Budget Island

*The following is part 4 of a year-long series. If you want to start from the beginning, learn about who Lindsay is, and check out how much debt she started with…  check out PART 1.*

Well, friends, remember that time I was going to try and pay off over $1000 this month?

That didn’t even happen a little bit.

May ended up being a crazy busy month – it flew by before I realized it had even started. Along with it being busy work wise, I’ve found myself a bit, well… distracted as of late. So I didn’t budget. And then the month ended. And then I found out I only had $490 to pay towards my debt… so that’s where I’m at. UGH!

The amazing thing about failures is that they have the ability to become amazing learning experiences. The biggest thing I learned from last month, is that I seriously… SERIOUSLY! need to use a budget.

I’ve been using YNAB (à la Chris) for about 8 months or so now, and I use it fairly consistently. To be honest, I thought it was a good thing to have, but I didn’t really understand why it was important. (I’m on top of my finances because I use budgeting software! Look at me! Gold star!)

I basically never stick to my budget. I constantly adjust and move amounts and overspend – it’s pretty much always in flux. So if I was adjusting it all the time, it really didn’t matter that much, right?

WRONG!!!!

Why a budget can actually be pretty useful…

What I failed to realize is that by making a budget based on money that I actually have – even if my projected amounts end up hundreds of dollars away from where they started – allows me to make informed decisions about how I want to spend my money.

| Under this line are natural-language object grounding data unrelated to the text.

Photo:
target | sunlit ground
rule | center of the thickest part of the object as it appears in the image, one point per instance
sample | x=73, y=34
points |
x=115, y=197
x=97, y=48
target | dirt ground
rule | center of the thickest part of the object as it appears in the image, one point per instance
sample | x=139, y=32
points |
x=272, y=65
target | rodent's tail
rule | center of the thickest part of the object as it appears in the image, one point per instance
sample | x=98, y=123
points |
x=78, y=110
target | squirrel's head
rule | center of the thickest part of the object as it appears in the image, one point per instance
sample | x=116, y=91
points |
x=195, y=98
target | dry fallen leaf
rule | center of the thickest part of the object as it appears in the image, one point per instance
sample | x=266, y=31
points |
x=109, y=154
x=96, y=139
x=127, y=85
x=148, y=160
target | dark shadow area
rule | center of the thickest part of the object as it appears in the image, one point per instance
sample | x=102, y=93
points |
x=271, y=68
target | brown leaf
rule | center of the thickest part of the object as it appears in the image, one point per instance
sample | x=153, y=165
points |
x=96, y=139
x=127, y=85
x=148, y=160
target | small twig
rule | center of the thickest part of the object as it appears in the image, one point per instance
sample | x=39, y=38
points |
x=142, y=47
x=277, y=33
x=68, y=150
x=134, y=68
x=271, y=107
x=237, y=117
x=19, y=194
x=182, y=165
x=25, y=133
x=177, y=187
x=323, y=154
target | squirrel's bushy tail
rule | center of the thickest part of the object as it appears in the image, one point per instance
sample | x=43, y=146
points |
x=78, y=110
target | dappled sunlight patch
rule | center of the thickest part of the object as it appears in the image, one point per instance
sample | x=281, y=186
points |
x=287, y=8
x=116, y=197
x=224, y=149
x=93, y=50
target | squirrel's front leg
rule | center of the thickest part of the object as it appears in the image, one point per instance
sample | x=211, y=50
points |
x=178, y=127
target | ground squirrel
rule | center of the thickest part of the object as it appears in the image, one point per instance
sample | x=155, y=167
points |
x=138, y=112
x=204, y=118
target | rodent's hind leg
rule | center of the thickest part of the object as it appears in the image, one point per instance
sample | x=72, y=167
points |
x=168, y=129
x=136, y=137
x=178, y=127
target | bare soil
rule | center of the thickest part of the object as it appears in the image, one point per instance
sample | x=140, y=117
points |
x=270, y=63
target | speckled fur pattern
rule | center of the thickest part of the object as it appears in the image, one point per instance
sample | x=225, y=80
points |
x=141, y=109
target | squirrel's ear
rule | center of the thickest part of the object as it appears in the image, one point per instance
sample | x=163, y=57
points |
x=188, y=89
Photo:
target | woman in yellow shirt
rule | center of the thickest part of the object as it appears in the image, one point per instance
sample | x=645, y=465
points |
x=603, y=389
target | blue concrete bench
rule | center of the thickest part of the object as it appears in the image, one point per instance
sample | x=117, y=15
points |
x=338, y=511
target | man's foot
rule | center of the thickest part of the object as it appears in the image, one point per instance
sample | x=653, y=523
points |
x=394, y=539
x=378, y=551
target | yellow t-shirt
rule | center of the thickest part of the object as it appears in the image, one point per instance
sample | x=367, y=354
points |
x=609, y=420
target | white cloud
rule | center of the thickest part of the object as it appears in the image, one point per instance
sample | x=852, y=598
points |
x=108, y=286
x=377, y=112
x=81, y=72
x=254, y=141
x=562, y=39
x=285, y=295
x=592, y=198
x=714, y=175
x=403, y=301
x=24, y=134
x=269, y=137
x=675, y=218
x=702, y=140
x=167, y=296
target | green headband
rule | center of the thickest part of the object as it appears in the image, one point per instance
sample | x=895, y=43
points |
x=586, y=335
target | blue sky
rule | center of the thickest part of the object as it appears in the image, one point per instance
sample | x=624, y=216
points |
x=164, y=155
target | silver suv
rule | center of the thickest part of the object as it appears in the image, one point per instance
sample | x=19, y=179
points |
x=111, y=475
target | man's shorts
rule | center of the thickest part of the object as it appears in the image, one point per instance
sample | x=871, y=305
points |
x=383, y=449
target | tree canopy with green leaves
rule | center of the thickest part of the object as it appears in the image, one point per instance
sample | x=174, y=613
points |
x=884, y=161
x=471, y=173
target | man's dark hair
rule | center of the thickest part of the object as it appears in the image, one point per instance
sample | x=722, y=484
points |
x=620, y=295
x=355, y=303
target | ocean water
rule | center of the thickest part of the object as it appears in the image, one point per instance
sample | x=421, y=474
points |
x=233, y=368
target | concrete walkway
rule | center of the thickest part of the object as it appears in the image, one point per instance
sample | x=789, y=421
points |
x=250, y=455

So let’s say I want to go out for dinner, but I’ve maxed out my restaurant budget. I then can make a choice – maybe I want to take money out of my grocery fund. Maybe I’ll look and see that the only category I can take from is rent, and realize that dinner out ain’t happening. Whatever I decided, I’m choosing.

Living without my budget last month was me just taking shot in the dark after shot in the dark. Who knows where I would have ended up? With my budget, I’m making active decisions, even if they might not be the best for me.

Budget Island

Another mistake I made is that I stepped away from my instincts and made a large-ish mid-month payment on my credit card instead of my credit line. After some feedback I received on my LAST POST, I thought I might try to pay down a little bit on the card this month to lower the interest I owe.

When my budget went out the door and bills were charged to my credit card, I definitely didn’t pay them back with money from my chequing. They just sat on my card. So my credit card balance is the same as it was last month, even though I had intended on making a payment.

This month I’m taking a strong stance on sticking to a budget, and trusting my instincts! Budget ahoy!

Anti deprivation vs sticking to a budget

I’ve definitely talked about how I’m anti-deprivation because I don’t think it’s a sustainable model; HOWEVER, for this month only (since I’ve done a pretty dismal job of paying off debt) I need to add a sprinkle of deprivation into my regular budgeting. I have a contract coming up next month which I’m so, so excited about, but it’s going to pay me less than I would make doing my regular Toronto thing, so I really need to take action.

At my job I receive gratuities, so I will be budgeting everything except my monthly bills (i.e. rent, phone, internet) from my cash income. All other income is going directly to debt. Please note that I am not limiting myself to what I can use that money for – I’m just limiting the amount I allow myself. Hopefully, this will get me back on track for when I start my contract next month.

Until then, my friends, wish me luck!

So, how did I do?

As mentioned, this month I paid off $490 of debt, which puts me at a total of -$10,352.79. I’m REALLY excited to get below the $10,000 mark! In total I’ve paid off $2020.16 so far, which is around 16% of my total debt.